La mostra della Cité de l’architecture et du patrimoine è il risultato di una lunga riflessione e di una serie di eventi minori che poco a poco hanno portato all’ideazione di una grande esposizione del mio lavoro. Il tutto ha avuto inizio da un’idea di Maurice Culot dell’IFA. Jean-Louis Cohen l’ha rifiutata. Abbiamo dovuto attendere il lavoro di Frédéric Migayrou (al DRAC Centre) e in seguito quello del Frac Centre (sotto la direzione di Marie-Ange Brayer) per ridare luce alla mia ricerca in occasione della Biennale di Venezia del 1996. Tutto è partito da lì.

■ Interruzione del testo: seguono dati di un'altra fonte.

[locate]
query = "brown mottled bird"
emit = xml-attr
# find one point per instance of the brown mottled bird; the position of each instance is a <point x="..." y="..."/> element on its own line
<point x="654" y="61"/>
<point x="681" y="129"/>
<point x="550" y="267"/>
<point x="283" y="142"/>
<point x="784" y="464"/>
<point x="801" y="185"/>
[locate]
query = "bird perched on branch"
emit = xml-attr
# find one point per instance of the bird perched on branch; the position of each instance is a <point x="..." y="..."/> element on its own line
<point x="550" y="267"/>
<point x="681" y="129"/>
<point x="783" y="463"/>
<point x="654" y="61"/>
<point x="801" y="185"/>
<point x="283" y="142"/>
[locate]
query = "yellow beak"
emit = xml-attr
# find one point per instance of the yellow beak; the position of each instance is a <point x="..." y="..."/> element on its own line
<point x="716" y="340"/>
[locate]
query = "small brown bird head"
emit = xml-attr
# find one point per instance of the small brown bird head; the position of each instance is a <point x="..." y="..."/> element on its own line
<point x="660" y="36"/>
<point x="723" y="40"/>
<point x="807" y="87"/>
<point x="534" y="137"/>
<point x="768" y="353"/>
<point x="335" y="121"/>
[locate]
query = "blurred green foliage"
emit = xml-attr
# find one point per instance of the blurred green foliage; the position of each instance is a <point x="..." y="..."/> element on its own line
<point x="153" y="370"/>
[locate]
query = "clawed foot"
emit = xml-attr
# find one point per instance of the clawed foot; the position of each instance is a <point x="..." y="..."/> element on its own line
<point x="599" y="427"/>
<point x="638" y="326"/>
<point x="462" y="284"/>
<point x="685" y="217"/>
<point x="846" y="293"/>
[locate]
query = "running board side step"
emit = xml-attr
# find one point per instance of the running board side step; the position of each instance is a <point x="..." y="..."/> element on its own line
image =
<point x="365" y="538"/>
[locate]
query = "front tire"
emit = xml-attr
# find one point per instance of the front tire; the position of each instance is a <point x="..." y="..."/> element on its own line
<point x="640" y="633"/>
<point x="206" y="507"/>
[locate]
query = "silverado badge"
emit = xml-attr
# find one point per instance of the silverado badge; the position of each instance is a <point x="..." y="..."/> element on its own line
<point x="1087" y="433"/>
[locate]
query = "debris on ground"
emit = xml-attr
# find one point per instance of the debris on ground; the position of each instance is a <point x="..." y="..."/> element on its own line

Qualche anno dopo, François de Mazières, appena nominato direttore della Cité de l’architecture et du patrimoine, mi ha informato della decisione di organizzare una grande mostra sul mio lavoro nel suo insieme. Da allora, il direttore dell’Institut Français d’Architecture, Francis Rambert e il suo amico Frédéric Migayrou, vicedirettore del Centre Pompidou – entrambi curatori con la collaborazione di Audrey Jeanroy –, hanno preso in mano la mostra e scelto Jean Nouvel per l’allestimento. Senza l’autorità di François de Mazières e senza i curatori che hanno deciso di realizzare non una semplice mostra d’architettura ma una riflessione su un’opera, questo lavoro non avrebbe mai permesso al pubblico di comprendere il senso delle mie lunghe ricerche.
Aggiungerei che sono legato a questi tre uomini da una grande e duratura amicizia. Jean Nouvel ha fatto i suoi primi passi nel mio studio nel corso degli Anni Sessanta, che sono stati così importanti per l’architettura; Migayrou ha condiviso con me la sua immensa conoscenza e Rambert ha seguito da vicino il mio lavoro di costruttore. Come si direbbe alle corse, questo trio non poteva che riuscire, al di là di ogni aspettativa.
Emilia Giorgi
L’intervista è stata pubblicata su “Arte e critica”, n. 62, marzo-maggio 2010, pp. 78-80.